The Bible has provided the inspiration for many a Hollywood movie, and the latest of these is Paramount’s Noah, which was released last month. I had the opportunity to review the movie novelization, and you can read on for my thoughts about the book.
back cover blurb
When he has a vision about a flood sent to destroy all life on earth, Noah knows what he must do. Together with his family, he must save two of every living animal. He must build an ark. Noah has to evade the many dangers that would see him fail and leave the world to ruin, and overcome his own struggles to fulfill his mission. This is the epic story of one man’s attempt to preserve life for a new world.
The story of Noah’s ark is often showcased in Children’s Bibles and storybooks, but when you really think about it, it’s not a G rated story. Mankind so corrupt and evil as to induce its Creator to wipe it out? Destruction so absolute the 2011 Japanese earthquake and tsunami look like nothing in comparison? That’s hardly kiddie fare.
Indeed it’s a bleak world Morris lays out in his novel adaption of the recently released Noah movie (which, by the way, I have not yet seen). With the exception of Noah’s family and bad guy Tubal-Cain, humanity seems incapable of rational thought, let alone compassion. Their squalor, desperation, and hopelessness make this antediluvian past look more like an apocalyptic future. That atmosphere is heightened by environmental destruction on a massive scale. For Noah’s contemporaries, tzohar is the all-purpose energy source. It sparks fire, blows apart rocks, put animals into hibernation, and comprises the bodies of fallen heavenly beings. Of course, extracting it comes at a price, and the descriptions of polluted lands and denuded forests are a not so subtle commentary on our present-day efforts to secure energy.
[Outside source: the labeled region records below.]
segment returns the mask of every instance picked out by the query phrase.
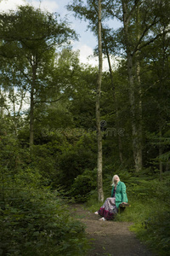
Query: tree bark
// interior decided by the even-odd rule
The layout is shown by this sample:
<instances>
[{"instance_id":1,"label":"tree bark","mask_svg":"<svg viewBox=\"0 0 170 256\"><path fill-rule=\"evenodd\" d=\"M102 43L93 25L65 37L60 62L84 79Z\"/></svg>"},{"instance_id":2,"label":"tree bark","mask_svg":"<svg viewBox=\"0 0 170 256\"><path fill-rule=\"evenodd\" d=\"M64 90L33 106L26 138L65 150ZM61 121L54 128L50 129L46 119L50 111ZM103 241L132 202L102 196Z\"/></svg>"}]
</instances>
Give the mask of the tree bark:
<instances>
[{"instance_id":1,"label":"tree bark","mask_svg":"<svg viewBox=\"0 0 170 256\"><path fill-rule=\"evenodd\" d=\"M117 108L117 102L116 102L116 93L115 93L115 86L114 86L113 74L112 74L112 69L111 69L111 63L110 63L110 55L109 55L109 50L108 50L108 47L107 47L107 43L106 43L106 40L105 38L105 34L104 34L104 44L105 44L105 52L106 52L107 61L108 61L108 65L109 65L111 88L113 90L113 98L114 98L115 105L116 105L116 131L118 131L118 129L119 129L118 108ZM121 164L122 164L122 162L123 162L122 143L122 138L121 138L120 136L118 136L118 148L119 148L120 161L121 161Z\"/></svg>"},{"instance_id":2,"label":"tree bark","mask_svg":"<svg viewBox=\"0 0 170 256\"><path fill-rule=\"evenodd\" d=\"M99 73L96 91L96 126L98 141L98 200L104 201L102 177L102 133L100 128L100 96L102 80L102 37L101 37L101 0L98 3L98 49L99 49Z\"/></svg>"},{"instance_id":3,"label":"tree bark","mask_svg":"<svg viewBox=\"0 0 170 256\"><path fill-rule=\"evenodd\" d=\"M133 63L133 54L131 52L129 40L129 17L128 15L128 6L126 1L122 0L122 11L123 11L123 26L124 26L124 36L125 45L127 51L127 61L128 61L128 73L129 81L129 102L130 102L130 112L132 119L132 138L133 138L133 152L134 160L134 168L136 172L139 172L142 169L141 164L141 144L139 137L139 130L137 125L137 116L135 109L135 86L133 78L134 65Z\"/></svg>"},{"instance_id":4,"label":"tree bark","mask_svg":"<svg viewBox=\"0 0 170 256\"><path fill-rule=\"evenodd\" d=\"M33 63L32 67L32 83L31 87L31 102L30 102L30 147L34 144L34 90L36 85L37 67Z\"/></svg>"}]
</instances>

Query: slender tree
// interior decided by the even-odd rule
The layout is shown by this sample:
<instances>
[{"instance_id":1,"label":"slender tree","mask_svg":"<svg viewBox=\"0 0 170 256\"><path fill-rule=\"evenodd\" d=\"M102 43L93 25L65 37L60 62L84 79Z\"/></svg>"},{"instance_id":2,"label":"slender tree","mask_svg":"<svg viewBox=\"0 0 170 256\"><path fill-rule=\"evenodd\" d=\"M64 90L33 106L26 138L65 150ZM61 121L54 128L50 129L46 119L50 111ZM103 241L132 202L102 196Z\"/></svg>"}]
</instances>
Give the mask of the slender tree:
<instances>
[{"instance_id":1,"label":"slender tree","mask_svg":"<svg viewBox=\"0 0 170 256\"><path fill-rule=\"evenodd\" d=\"M98 139L98 196L99 201L104 201L102 179L102 132L100 128L100 96L102 81L102 32L101 32L101 0L98 5L98 49L99 49L99 73L96 90L96 125Z\"/></svg>"},{"instance_id":2,"label":"slender tree","mask_svg":"<svg viewBox=\"0 0 170 256\"><path fill-rule=\"evenodd\" d=\"M48 88L55 48L75 38L75 33L66 22L59 20L57 15L43 13L31 6L21 6L16 12L1 15L1 55L7 59L14 57L18 64L18 74L24 76L30 93L31 146L34 143L34 110L40 91Z\"/></svg>"}]
</instances>

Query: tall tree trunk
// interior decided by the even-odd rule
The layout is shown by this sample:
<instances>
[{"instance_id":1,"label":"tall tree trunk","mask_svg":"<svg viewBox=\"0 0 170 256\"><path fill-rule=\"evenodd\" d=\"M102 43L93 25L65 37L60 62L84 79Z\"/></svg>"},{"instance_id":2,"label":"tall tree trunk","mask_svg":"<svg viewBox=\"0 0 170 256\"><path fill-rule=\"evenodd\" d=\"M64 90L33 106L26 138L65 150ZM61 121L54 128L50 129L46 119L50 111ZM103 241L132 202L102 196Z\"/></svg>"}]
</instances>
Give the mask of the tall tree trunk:
<instances>
[{"instance_id":1,"label":"tall tree trunk","mask_svg":"<svg viewBox=\"0 0 170 256\"><path fill-rule=\"evenodd\" d=\"M140 38L140 29L139 29L139 9L137 6L137 39L139 42ZM138 137L139 137L139 166L140 169L143 167L143 125L142 125L142 88L141 88L141 79L140 79L140 61L139 61L139 50L136 52L136 78L137 78L137 84L138 84L138 94L139 94L139 113L138 113Z\"/></svg>"},{"instance_id":2,"label":"tall tree trunk","mask_svg":"<svg viewBox=\"0 0 170 256\"><path fill-rule=\"evenodd\" d=\"M108 49L108 47L107 47L107 43L106 43L106 40L105 40L105 33L104 33L104 43L105 43L105 51L106 51L106 55L107 55L107 61L108 61L108 65L109 65L111 87L112 87L112 90L113 90L113 98L114 98L115 105L116 105L116 131L118 131L118 129L119 129L118 108L117 108L117 102L116 102L116 94L115 94L115 86L114 86L113 74L112 74L112 69L111 69L111 63L110 63L110 55L109 55L109 49ZM120 158L121 163L122 164L122 161L123 161L122 143L122 137L120 136L118 136L118 148L119 148L119 158Z\"/></svg>"},{"instance_id":3,"label":"tall tree trunk","mask_svg":"<svg viewBox=\"0 0 170 256\"><path fill-rule=\"evenodd\" d=\"M98 48L99 48L99 73L96 91L96 125L98 140L98 200L104 201L102 177L102 133L100 128L100 94L102 80L102 38L101 38L101 0L98 3Z\"/></svg>"},{"instance_id":4,"label":"tall tree trunk","mask_svg":"<svg viewBox=\"0 0 170 256\"><path fill-rule=\"evenodd\" d=\"M34 90L36 84L36 65L32 65L32 83L31 88L31 105L30 105L30 147L34 144Z\"/></svg>"},{"instance_id":5,"label":"tall tree trunk","mask_svg":"<svg viewBox=\"0 0 170 256\"><path fill-rule=\"evenodd\" d=\"M128 73L129 81L129 102L130 102L130 112L131 112L131 122L132 122L132 138L133 138L133 152L134 160L134 167L136 172L139 172L142 169L141 166L141 145L139 138L139 131L137 125L137 116L135 109L135 84L133 78L133 54L130 49L131 42L129 40L129 20L128 16L128 6L126 1L122 0L122 11L123 11L123 26L125 35L125 45L127 51L127 61L128 61Z\"/></svg>"}]
</instances>

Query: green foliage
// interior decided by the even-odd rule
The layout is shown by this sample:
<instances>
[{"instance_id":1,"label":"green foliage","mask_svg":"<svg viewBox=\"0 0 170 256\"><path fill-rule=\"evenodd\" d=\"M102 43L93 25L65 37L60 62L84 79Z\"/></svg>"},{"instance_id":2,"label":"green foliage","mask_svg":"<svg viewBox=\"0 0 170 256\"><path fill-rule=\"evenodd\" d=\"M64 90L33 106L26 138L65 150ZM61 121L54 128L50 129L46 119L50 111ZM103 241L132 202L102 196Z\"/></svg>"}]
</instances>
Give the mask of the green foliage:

Of course, our leading man Noah stands for everything corrupt humanity is not. Unfortunately, he comes off more as an uber-militant vegan than God’s agent of change. In the second chapter, he defends an animal from three starving hunters. He kills the men without compunction but gives the mortally wounded animal a funeral. For Noah, killing and eating animals is a worse crime than murder. It’s ironic that the back cover touts the story as “One man’s quest to save mankind.” When he realizes that a flood is coming, his concern is solely for the animals, forget about his fellow man.
Noah’s point of view is somewhat understandable at first given his father’s tragic end, but he becomes increasingly unsympathetic as the story progresses. In the biblical account, God speaks to Noah in almost painfully detailed terms, but in this novel he’s silent. The only communications Noah receives are nightmarish prophetic visions. However, none of these visions are so specific as to say, “The ark must have these dimensions,” or “Bring two of each animal,” and Noah’s inclination is to use the harshest interpretation possible. He’s all divine wrath and judgment, and while he goes on (and on and on) about humanity’s evils, he hypocritically withholds mercy from even the members of his family.
As for those family members, they’re a rather flat bunch. Ham is the strongest personality, but he acts and speaks more like an eight-year-old than a fifteen-year-old. Japheth has hardly any presence, and Shem’s only purpose is to be Ila’s husband. As for Ila, she, not Noah, seems to be the remaining righteous person in the world, but she’s too much a victim, just as Ham is too overtly the family’s rebel.
Perhaps to make up for its less than compelling character development, the novel’s packed with action. As if a planetwide flood wasn’t epic enough, the story includes a battle for the ark, followed by fistfights at sea. Unfortunately, while ruthless warlords, tzohar pipe guns, six-armed stone giants, and the worst storm ever probably serve up a visual feast when rendered in CG, it gets a bit tedious and repetitive in print.
Not surprisingly, Noah takes liberties with the original biblical account. The addition of gross environmental destruction to mankind’s corruption provides an interesting vision of the antediluvian world, but the underlying premise that violence against animals and ecosystem is man’s greatest evil is a bit harder to swallow. While Noah does stand apart from the rest of fallen humanity, his own misanthropic self-righteousness make him a less than inspiring figure.